赵疏道:“你我本就是血脉之亲,王爷的大事我与父亲何尝不曾支持,又何须让我娶竗妹妹呢!”
“你不懂!”萧翊手指指着他,说:“你不懂,本王所谋之事万不能有任何闪失,只有联姻,才能让你我真正拴在一条船上。”
萧翊所言,赵疏竟然无言以对。
好赖话说尽了,嘴皮也磨破了,竟然无能为力,谁都在跟他作对,乐平王的利益和前途竟然要拿他的利益和前途陪葬。
赵疏心冷了下来,好半晌才道:“王爷欲成大事,为何不从民心上想办法,却汲汲营营用旁的手段?”
“民心?”萧翊冷笑一声,“只要本王手上有权利,民心自然归顺,若本王手上无权,民心向我又能如何?”

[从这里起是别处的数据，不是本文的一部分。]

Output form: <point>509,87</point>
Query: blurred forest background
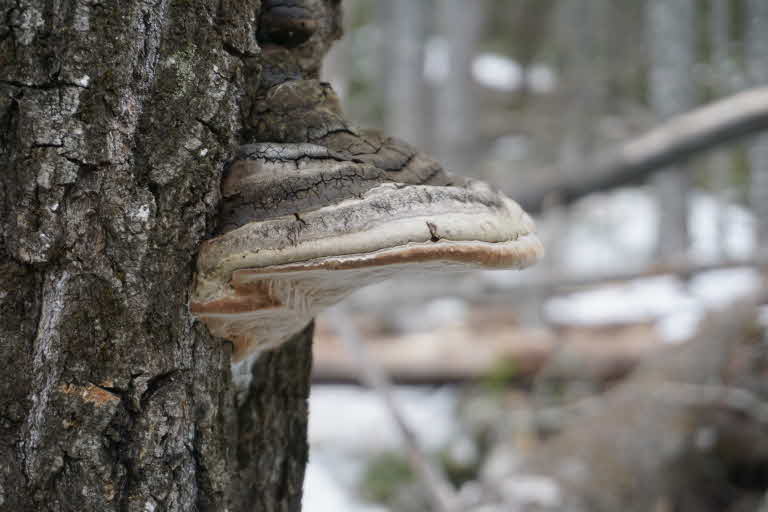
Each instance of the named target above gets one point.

又道:“本王昨日才得了个好心情,你不要再来伤本王的心!”
“那个骗了王爷四万多两银子的颜陌吗?”赵疏问,“我听说他昨日登门向王爷道歉了,一个骗子的话王爷都能信?”
乐平王道:“误会而已,即便不是误会,为我名声着想,我也不能拿他怎样。颜陌比那个赵坤能干,答应帮本王将棉花和生丝卖出去,今后本王想得利,这个颜陌是个助力。”
赵疏抿嘴一乐,“我若是王爷,必依郎大人之言,将那批货无偿送与百姓,笼络民心。欲成大事,区区一点银钱算什么!”
他沉默了一瞬,又道:“依我看,即便太子生死未知,这天下未必会是王爷您的,若王爷得了民心,何愁万臣不朝?若不得民心,纵然麾下有百万之众,也无异于叛逆耳!”